- Born: 8 December 1945 Kano
- Died: 28 May 2018 (aged 72) London
- Spouses: ; Frances Condon ​ ​(m. 1972, divorced)​ ; Hayat Emma Mroue ​(div. 1985)​ ; Renuka Jain ​(divorced)​
- Children: 6, including George

= Ely Calil =

Lebanese businessman holding British citizenship (1945–2018)

Ely Calil (8 December 1945 – 28 May 2018) was a Lebanese businessman holding British citizenship. He was one of the richest men in Britain; The Sunday Times Magazine estimated his wealth in 2010 to be around £350 million.

== Life ==
His ancestry can be traced back to 1920s or 30s when his family set up their home in Turkey after leaving Lebanon, but then returned to Lebanon after Atatürk's policies discriminating against Christians. Before he was born, his family set up an oil mill for groundnut processing in Lebanon in 1941. His father, George Khalil, died in 1970, leaving behind two sons, Ely and Bernard, and was said to have bequeathed £20 million to Ely.

== Allegations ==
In 2002, Calil was arrested in Paris in connection with the Elf Aquitaine scandal but was released on appeal.

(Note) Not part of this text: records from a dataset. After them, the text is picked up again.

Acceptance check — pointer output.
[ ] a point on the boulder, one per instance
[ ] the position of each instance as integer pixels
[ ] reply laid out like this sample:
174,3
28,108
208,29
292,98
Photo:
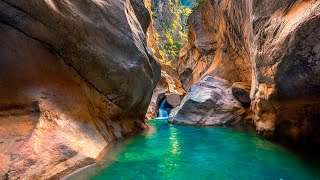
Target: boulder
208,102
173,100
168,86
241,91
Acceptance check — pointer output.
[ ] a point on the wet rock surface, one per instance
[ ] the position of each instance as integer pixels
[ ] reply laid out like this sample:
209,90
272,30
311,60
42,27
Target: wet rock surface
276,43
242,92
74,77
208,102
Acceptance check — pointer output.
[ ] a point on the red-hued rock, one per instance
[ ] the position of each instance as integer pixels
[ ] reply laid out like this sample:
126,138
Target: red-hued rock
74,77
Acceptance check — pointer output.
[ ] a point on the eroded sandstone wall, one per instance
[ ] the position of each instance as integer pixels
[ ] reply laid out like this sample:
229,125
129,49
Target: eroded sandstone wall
218,43
276,43
74,77
286,64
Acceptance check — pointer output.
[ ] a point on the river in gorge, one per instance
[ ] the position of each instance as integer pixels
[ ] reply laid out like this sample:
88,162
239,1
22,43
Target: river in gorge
185,152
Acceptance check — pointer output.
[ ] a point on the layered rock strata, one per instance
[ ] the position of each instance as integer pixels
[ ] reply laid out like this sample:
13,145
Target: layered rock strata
276,43
74,77
209,102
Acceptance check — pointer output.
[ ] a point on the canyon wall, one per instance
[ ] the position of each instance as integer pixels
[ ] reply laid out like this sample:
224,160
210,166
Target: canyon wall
286,66
274,45
218,43
74,77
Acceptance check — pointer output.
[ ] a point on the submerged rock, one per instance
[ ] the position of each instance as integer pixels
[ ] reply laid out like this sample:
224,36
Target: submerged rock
277,48
208,102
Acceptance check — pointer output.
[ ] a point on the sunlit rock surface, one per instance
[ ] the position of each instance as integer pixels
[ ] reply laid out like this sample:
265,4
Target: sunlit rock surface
168,87
218,43
208,102
286,64
276,43
74,77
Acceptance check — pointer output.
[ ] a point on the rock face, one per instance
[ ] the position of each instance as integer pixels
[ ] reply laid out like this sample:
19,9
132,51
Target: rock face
168,87
286,64
280,42
242,92
74,77
208,102
218,43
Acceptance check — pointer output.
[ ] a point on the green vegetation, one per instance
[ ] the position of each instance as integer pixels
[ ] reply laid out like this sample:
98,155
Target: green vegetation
199,3
170,22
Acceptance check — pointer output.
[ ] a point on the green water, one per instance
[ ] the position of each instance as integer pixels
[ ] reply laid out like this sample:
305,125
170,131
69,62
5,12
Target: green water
184,152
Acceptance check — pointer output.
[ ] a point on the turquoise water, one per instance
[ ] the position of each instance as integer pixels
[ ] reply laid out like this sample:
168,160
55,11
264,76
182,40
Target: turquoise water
185,152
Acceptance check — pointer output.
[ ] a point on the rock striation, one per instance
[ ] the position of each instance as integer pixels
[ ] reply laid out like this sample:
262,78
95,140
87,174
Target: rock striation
208,102
168,87
286,59
74,77
218,43
272,45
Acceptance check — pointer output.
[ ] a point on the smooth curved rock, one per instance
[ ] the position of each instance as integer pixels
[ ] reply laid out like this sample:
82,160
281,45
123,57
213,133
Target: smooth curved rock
167,86
208,102
279,41
173,100
286,86
218,43
242,92
75,76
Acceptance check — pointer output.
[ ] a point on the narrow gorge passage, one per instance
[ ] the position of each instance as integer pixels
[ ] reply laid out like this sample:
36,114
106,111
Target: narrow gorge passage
159,89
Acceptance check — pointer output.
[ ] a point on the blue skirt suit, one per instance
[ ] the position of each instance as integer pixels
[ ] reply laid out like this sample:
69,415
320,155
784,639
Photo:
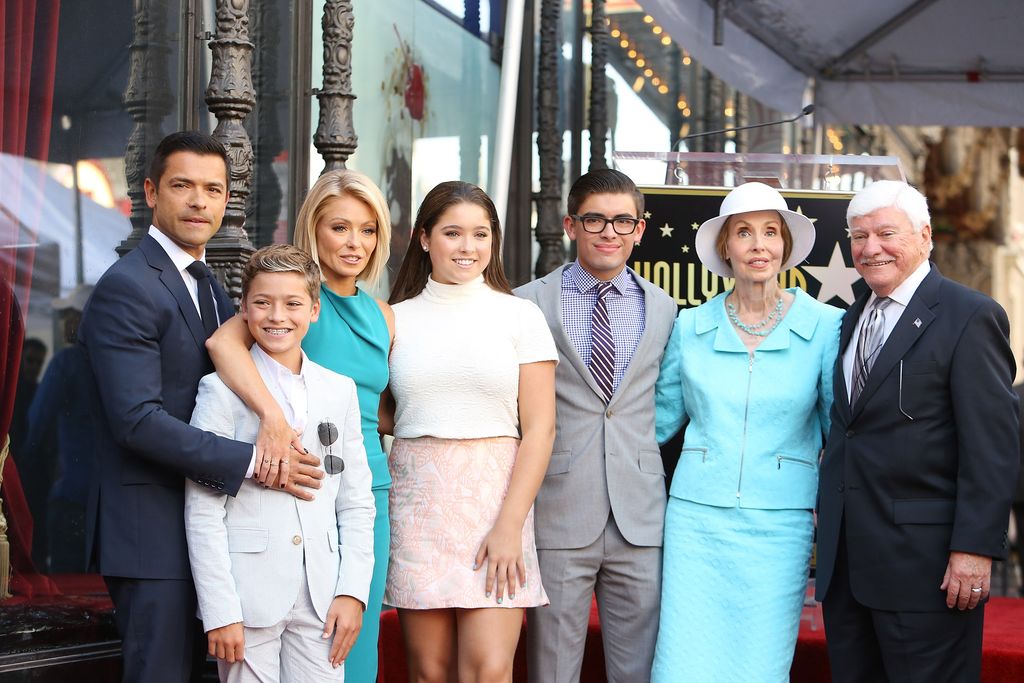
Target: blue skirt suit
351,338
738,525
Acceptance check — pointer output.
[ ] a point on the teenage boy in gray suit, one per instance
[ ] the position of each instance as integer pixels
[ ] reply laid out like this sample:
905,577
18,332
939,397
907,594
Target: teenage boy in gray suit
600,511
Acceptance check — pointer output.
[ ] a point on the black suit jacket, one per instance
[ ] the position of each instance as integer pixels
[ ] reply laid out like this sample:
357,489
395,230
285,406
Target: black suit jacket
925,463
144,342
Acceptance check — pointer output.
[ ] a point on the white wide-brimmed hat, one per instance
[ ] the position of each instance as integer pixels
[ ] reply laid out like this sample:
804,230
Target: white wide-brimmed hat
753,197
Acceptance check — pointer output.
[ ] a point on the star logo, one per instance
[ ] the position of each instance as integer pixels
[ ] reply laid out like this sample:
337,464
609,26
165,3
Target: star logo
837,279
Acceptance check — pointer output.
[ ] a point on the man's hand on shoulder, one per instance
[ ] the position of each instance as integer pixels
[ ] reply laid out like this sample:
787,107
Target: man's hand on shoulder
227,642
303,476
274,442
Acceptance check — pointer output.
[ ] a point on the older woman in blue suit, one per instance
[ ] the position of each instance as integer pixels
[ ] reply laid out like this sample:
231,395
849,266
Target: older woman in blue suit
752,371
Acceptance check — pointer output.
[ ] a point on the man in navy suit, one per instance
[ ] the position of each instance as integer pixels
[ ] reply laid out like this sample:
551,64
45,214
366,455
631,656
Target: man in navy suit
143,332
921,461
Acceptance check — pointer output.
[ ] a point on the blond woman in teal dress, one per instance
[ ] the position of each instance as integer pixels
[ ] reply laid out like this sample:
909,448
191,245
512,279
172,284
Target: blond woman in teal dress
345,225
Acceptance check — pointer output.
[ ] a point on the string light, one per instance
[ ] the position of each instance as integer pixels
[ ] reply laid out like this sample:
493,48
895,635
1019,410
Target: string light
632,50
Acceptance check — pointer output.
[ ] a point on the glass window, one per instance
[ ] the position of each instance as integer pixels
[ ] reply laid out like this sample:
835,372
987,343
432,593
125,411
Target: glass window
426,102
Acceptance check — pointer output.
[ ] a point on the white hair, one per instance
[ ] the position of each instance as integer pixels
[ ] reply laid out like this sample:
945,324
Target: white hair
886,194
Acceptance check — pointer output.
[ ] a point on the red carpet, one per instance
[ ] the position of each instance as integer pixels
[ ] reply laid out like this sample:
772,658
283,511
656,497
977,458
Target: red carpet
1004,653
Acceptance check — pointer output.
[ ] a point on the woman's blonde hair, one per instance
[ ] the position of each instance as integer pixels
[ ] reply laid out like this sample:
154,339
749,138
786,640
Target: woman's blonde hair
345,183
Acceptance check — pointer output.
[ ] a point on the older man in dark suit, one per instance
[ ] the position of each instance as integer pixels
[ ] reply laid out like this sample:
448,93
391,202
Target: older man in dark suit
143,332
922,459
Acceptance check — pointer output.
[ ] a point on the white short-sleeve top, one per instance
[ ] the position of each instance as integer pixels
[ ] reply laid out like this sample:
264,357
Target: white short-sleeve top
455,364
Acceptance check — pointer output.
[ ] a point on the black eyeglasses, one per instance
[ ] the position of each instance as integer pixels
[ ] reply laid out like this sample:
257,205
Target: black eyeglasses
595,223
328,433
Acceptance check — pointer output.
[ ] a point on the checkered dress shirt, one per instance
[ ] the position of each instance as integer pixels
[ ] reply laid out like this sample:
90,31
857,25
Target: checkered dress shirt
626,313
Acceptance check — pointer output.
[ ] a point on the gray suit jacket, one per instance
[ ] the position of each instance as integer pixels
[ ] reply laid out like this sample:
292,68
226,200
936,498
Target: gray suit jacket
605,457
249,552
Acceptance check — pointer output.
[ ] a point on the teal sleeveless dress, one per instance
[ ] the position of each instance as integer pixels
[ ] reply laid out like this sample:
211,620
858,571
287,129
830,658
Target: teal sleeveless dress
351,338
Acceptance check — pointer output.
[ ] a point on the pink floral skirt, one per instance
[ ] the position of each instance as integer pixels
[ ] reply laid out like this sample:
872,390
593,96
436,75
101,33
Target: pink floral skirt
445,496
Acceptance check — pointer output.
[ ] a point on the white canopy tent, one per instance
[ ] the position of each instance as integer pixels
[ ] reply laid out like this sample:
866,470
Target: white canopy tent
891,62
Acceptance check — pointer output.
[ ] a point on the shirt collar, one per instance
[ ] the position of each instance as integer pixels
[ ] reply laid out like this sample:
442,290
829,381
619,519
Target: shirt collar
905,291
585,282
179,257
281,373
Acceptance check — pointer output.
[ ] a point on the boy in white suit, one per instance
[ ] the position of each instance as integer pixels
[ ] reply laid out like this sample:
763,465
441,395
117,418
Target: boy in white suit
276,577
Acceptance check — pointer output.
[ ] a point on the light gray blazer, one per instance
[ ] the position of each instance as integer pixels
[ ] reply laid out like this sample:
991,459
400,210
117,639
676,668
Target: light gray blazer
248,552
605,457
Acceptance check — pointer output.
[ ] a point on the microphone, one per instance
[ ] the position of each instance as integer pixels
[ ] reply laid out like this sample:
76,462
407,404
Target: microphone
804,112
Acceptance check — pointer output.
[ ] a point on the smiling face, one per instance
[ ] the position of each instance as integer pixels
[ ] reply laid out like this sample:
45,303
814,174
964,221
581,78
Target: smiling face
755,246
189,201
459,244
886,250
346,238
278,310
604,254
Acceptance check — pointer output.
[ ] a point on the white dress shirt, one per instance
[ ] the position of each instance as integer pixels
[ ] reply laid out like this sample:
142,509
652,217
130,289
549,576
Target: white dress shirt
900,298
287,387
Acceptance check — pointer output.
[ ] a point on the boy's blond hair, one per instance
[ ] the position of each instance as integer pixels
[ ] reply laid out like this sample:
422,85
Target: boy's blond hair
283,258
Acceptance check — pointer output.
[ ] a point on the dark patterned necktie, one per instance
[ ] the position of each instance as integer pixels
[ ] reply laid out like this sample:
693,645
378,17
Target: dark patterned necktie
207,311
868,345
602,344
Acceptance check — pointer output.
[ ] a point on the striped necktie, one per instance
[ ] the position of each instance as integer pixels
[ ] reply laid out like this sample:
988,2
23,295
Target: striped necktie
602,344
868,345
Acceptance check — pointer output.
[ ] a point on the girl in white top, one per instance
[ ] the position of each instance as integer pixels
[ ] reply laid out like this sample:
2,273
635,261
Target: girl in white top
473,381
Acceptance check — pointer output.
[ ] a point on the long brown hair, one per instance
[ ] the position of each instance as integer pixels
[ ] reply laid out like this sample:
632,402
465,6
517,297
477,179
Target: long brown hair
416,266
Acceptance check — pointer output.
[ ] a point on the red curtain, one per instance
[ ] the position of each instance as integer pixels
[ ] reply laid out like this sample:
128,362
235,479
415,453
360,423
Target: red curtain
28,60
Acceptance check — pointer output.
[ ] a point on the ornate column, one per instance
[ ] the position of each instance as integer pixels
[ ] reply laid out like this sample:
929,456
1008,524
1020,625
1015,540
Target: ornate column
549,142
335,137
598,86
147,98
230,97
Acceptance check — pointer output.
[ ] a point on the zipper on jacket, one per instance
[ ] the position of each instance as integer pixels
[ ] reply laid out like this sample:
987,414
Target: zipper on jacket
796,461
747,410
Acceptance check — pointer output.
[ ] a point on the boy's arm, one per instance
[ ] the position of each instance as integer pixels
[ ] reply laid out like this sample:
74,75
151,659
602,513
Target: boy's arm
205,519
354,508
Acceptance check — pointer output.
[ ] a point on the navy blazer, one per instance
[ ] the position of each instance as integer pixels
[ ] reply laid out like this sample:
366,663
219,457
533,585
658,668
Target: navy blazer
926,461
144,341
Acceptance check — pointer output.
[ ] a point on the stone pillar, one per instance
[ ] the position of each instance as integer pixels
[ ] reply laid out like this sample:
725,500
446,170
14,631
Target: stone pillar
230,97
549,142
335,137
147,98
598,86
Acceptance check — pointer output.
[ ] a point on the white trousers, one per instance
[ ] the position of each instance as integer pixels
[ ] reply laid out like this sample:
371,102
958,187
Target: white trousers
289,651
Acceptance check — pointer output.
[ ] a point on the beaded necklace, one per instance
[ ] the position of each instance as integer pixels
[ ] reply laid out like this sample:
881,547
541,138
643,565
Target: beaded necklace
761,328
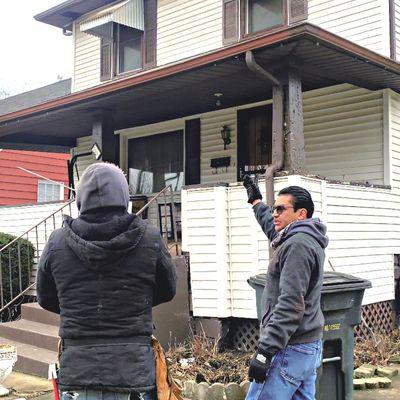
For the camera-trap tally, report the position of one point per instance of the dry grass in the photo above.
(377, 350)
(209, 364)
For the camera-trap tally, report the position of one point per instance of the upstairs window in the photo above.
(264, 14)
(129, 42)
(49, 191)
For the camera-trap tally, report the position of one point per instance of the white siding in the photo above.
(83, 145)
(186, 28)
(394, 139)
(397, 27)
(86, 60)
(204, 226)
(343, 129)
(365, 22)
(363, 227)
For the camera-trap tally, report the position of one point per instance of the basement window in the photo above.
(49, 191)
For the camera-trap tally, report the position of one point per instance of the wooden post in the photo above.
(103, 135)
(295, 149)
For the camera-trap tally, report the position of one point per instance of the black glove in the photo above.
(259, 365)
(253, 192)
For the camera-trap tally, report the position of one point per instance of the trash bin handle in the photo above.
(332, 359)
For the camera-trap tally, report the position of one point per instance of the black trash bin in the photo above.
(341, 298)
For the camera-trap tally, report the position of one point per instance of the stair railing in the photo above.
(19, 274)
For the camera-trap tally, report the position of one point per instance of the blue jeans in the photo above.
(105, 395)
(292, 374)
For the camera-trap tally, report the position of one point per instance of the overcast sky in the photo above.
(32, 54)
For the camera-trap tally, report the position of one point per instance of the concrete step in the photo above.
(32, 333)
(31, 359)
(33, 312)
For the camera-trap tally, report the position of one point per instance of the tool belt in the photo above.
(105, 340)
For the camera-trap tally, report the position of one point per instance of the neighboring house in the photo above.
(20, 187)
(158, 84)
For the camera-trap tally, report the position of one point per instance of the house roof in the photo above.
(35, 97)
(65, 13)
(187, 87)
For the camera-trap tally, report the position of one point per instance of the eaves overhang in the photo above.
(64, 14)
(322, 56)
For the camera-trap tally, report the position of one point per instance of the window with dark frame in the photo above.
(130, 49)
(264, 14)
(154, 162)
(248, 17)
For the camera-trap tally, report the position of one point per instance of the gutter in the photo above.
(277, 124)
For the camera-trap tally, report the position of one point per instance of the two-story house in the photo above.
(197, 93)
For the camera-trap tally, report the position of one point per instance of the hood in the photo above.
(102, 241)
(102, 185)
(312, 226)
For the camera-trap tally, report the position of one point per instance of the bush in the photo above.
(21, 251)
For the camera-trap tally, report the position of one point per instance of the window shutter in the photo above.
(105, 59)
(150, 33)
(298, 11)
(192, 152)
(230, 21)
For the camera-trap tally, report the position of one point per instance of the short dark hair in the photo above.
(301, 198)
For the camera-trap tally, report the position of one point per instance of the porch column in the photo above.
(103, 136)
(295, 149)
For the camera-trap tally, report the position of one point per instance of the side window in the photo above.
(264, 14)
(128, 49)
(48, 191)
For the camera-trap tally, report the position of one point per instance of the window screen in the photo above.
(155, 162)
(48, 191)
(264, 14)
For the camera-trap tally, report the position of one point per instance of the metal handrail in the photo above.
(18, 296)
(35, 226)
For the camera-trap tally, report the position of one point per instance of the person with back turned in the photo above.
(289, 351)
(103, 272)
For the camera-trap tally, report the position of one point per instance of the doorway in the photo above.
(254, 151)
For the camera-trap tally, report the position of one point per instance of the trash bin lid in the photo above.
(337, 282)
(257, 280)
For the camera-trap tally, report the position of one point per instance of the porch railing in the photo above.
(21, 266)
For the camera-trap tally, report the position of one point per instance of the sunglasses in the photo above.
(280, 209)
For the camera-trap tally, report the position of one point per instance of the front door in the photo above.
(254, 140)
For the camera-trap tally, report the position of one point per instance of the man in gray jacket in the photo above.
(290, 347)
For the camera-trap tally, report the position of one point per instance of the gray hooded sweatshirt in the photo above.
(292, 294)
(103, 272)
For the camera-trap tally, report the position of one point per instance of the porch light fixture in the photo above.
(226, 135)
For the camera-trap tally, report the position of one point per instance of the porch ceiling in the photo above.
(187, 88)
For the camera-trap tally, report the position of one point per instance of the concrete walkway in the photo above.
(33, 387)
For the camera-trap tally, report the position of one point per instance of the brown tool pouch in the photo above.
(167, 388)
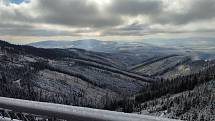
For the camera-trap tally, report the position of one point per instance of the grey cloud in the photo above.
(199, 10)
(75, 13)
(80, 14)
(136, 7)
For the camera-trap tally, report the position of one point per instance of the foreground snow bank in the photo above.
(71, 112)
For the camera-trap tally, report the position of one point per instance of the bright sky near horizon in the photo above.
(24, 21)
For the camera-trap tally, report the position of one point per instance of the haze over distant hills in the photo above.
(199, 48)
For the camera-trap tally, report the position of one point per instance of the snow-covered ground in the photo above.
(71, 112)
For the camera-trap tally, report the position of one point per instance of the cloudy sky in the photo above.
(34, 20)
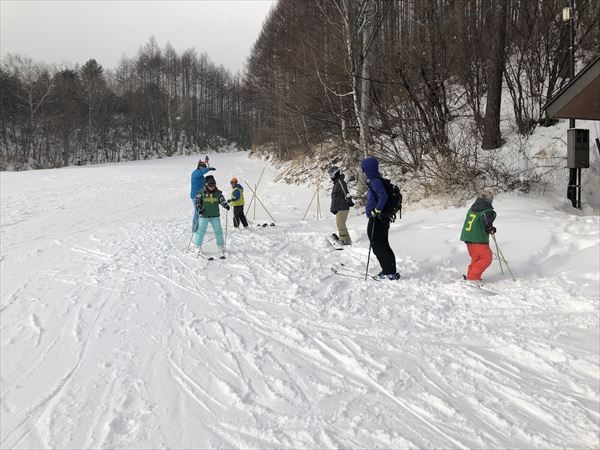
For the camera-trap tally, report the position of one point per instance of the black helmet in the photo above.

In 2004, Calil was alleged to be part in the failed coup d'état in Equatorial Guinea and was sought by courts both in Equatorial Guinea and South Africa. In September 2004, he was sued by the Equatorial Guinean government for allegedly having raised $750 000 to finance the plot.

==Personal life==
Ely Calil was a father of six including actor George Calil, and was married three times. His first wife was a Tennessee tobacco heiress, Frances Condon. They married at a Roman Catholic church in Farm Street, Mayfair in 1972. They had two children: George and Katherine. His second wife was Lebanese socialite Hayat Emma Mroue who gave him two more children, Karim and May. They divorced in 1985 and afterwards she married property tycoon Lord Palumbo. Calil also has a son Stefan from a relationship with Noor Birol. Calil's third wife was Indian Renuka Jain, with whom he had a daughter, Yasmine. They also went on to divorce. In 2006 he sold his Chelsea home, Sloane House, for an estimated £45 million to Sir Anthony Bamford. He then lived in a rented £15 million mansion in Hampstead, London. He was known to be a very private person and did not give interviews to newspapers, and the press had taken only one photo of him over a forty-year period. In 2008 a gang of burglars targeted his home in Hampstead, but were caught by police and his possessions returned to him.

Calil died on 28 May 2018 after a fall down the stairs in his home.